Assessing the impact of emerging forest disease on wildfire using Landsat and KOMPSAT-2 data

Abstract

Environmental disturbance regimes are more frequently being altered by historically novel events and disturbance interactions, which may trigger reorganizations of new ecosystem states and processes. Here we examine synergies between emerging forest disease and wildfire to determine whether disease outbreak changes environmental drivers of burn severity using sudden oak death and the basin complex fire in California as a case study of novel disturbance interaction. We mapped the spatial distribution of sudden oak death tree mortality using a new object-based filter with 1.0m resolution KOMPSAT-2 images. We integrated these data with a physical simulation model of burn severity informed by post-fire Landsat data.
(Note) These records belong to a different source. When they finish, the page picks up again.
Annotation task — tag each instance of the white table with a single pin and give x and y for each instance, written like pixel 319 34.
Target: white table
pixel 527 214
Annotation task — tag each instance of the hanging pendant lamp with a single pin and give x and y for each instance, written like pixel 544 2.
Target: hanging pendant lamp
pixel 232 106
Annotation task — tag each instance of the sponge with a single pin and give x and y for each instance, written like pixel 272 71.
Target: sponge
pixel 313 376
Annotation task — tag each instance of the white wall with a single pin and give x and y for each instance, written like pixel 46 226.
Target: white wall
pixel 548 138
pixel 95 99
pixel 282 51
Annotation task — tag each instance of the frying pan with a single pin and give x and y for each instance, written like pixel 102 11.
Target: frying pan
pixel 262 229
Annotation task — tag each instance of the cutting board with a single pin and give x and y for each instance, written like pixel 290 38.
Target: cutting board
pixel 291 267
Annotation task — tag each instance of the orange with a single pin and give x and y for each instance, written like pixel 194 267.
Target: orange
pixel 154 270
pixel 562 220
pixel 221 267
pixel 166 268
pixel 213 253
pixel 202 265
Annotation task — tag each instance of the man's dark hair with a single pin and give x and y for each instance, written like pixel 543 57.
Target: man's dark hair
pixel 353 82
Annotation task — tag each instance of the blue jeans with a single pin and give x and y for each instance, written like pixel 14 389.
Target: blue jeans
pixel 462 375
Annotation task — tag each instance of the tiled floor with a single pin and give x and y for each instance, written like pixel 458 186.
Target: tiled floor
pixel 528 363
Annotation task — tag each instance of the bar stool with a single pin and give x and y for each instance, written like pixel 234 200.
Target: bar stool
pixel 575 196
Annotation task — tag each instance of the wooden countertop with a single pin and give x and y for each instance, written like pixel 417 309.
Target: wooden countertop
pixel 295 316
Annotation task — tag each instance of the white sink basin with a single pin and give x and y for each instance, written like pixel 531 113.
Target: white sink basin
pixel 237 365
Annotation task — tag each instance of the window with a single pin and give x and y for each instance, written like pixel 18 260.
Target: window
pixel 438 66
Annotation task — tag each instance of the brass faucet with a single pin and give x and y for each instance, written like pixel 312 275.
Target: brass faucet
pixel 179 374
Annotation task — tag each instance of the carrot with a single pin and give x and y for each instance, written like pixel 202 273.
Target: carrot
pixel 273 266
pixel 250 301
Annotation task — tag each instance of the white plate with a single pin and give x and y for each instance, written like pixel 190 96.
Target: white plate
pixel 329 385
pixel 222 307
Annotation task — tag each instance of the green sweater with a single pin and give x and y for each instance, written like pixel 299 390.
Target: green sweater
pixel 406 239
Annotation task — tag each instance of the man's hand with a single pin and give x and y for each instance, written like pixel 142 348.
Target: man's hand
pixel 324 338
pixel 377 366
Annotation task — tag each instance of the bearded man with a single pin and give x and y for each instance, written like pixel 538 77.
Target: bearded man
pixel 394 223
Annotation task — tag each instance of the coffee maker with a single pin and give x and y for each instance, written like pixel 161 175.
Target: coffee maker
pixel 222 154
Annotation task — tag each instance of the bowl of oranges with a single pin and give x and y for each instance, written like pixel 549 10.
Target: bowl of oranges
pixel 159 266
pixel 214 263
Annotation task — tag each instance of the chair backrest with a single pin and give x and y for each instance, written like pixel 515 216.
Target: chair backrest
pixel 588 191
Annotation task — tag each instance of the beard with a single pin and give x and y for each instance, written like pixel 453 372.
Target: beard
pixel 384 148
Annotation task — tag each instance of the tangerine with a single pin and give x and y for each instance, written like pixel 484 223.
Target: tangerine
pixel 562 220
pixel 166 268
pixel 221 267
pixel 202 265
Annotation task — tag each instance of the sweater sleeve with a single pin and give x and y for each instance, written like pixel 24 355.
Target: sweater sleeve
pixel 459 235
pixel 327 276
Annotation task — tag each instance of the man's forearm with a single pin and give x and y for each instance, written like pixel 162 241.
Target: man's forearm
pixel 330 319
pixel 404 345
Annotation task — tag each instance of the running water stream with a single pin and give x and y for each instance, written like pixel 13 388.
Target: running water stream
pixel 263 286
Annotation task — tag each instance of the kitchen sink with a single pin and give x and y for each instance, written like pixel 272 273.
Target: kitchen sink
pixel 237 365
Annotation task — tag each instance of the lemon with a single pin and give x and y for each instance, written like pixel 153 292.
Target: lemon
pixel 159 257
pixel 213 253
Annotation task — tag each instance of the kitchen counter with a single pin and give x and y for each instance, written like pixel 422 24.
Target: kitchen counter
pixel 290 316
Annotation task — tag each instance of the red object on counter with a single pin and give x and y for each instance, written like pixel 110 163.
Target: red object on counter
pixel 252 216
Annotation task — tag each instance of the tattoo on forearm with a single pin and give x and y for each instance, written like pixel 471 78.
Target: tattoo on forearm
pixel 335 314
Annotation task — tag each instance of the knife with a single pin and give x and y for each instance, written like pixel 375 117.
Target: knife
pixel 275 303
Model performance varied across stages of disease establishment (early, middle and late) with stronger relationships occurring during later stages of disease progression. Multiscale statistical analysis of environmental drivers of burn severity in diseased compared to healthy forests showed that sudden oak death tree mortality altered relationships between burn severity and the biophysical environment. Specifically, compared to the healthy forests, those affected by disease exhibited higher landscape heterogeneity at smaller spatial scales (e.g., 25 and 50m), which has been associated with decreased burn severity in the literature. Our results showed the opposite pattern. That is, a disease-affected landscape comprising less connected patches and higher patch shape complexity was more likely to experience greater burn severity. This suggests that disease-caused increases in surface fuels may have reduced the landscape's resistance to fire and in turn increased burn severity in forest patches neighboring disease-impacted forests.